Professional medical detox is the safest option when it comes to stopping drinking. At The Recovery Village, we monitor patients 24/7 to ensure their pain during withdrawal is managed, their vitals are at healthy levels and they are not experiencing any life-threatening symptoms. You may have many questions during this time, which our staff of highly-experienced addiction professionals are always happy to answer.

The risks during detox include dehydration and delirium tremens. As the body uses vomiting, diarrhea and sweating to expel the toxins of alcohol, it’s easy for patients become unknowingly dehydrated.
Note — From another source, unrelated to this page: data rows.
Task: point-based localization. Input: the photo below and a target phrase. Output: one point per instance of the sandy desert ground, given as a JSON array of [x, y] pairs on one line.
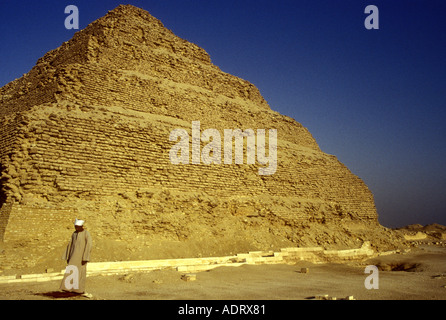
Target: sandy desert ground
[[417, 275]]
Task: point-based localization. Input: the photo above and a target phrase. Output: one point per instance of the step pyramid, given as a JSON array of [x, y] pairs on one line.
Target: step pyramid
[[85, 134]]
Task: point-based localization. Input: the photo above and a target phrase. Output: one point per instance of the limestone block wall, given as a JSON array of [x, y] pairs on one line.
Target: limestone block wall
[[86, 132]]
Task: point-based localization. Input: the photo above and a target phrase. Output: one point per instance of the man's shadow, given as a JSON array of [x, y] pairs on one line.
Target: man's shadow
[[59, 294]]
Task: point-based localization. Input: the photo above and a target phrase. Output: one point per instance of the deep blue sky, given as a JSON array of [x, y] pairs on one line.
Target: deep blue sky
[[374, 98]]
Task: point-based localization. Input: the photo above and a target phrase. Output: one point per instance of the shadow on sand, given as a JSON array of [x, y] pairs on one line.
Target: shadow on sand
[[59, 294]]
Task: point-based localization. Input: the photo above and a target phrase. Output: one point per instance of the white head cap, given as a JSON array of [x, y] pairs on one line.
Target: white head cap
[[79, 223]]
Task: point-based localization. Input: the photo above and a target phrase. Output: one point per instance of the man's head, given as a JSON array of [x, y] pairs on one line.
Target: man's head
[[79, 225]]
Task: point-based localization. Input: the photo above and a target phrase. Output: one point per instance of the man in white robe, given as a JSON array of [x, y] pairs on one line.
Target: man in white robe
[[77, 256]]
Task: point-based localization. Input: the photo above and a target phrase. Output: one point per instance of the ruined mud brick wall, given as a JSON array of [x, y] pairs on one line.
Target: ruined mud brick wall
[[86, 134]]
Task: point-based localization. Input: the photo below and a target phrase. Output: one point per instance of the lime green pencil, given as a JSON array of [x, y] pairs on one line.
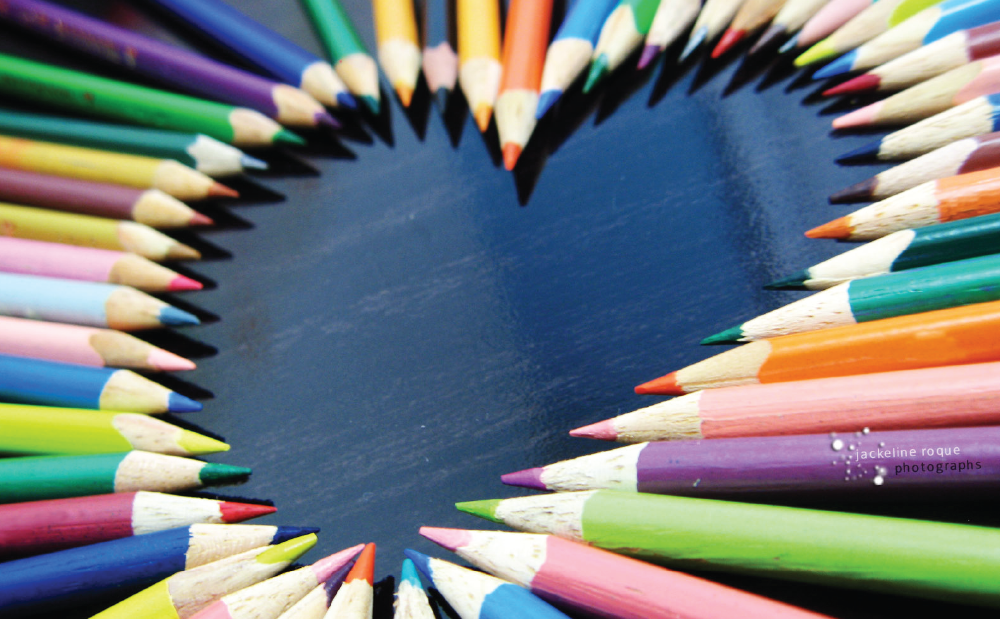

Severe dehydration can lead to seizures, which can easily become lethal, especially if they occur in a home environment. Delirium tremens can lead to cardiac arrhythmia and respiratory failure, which can also be fatal if uncaught and left untreated.

When detoxing at a medical facility, doctors can also administer medications that will make your withdrawal experience more pleasant. The U.S. Food and Drug Administration has approved three medications to help treat alcohol dependence:

  • Naltrexone
  • Disulfiram (Antabuse or Antabus)
  • Acamprosate (Campral)

Naltrexone helps block opioid receptors located within the rewards center of the brain that alcohol actives. As a result, the medication can help reduce alcohol cravings and, therefore, relapse.

Disulfiram causes a sensitivity to ethanol, spurring typical hangover symptoms immediately after a person consumes alcohol. This motivates the abuser to avoid alcohol.

Acamprosate helps aid long-term withdrawal symptoms, such as anxiety, insomnia and restlessness. This medication is recommended for patients suffering from a more severe addiction to alcohol.

Following detox, you will be ready to begin treatment for alcohol addiction. The Recovery Villageoffers many different treatment options including inpatient and outpatient rehab. Rehab is a proven-successful treatment method for alcohol addiction because it addresses both the physical side of the disease (detox) as well as the psychological side (using therapy and counseling to understand why a person first began abusing alcohol, and what their triggers for abuse are).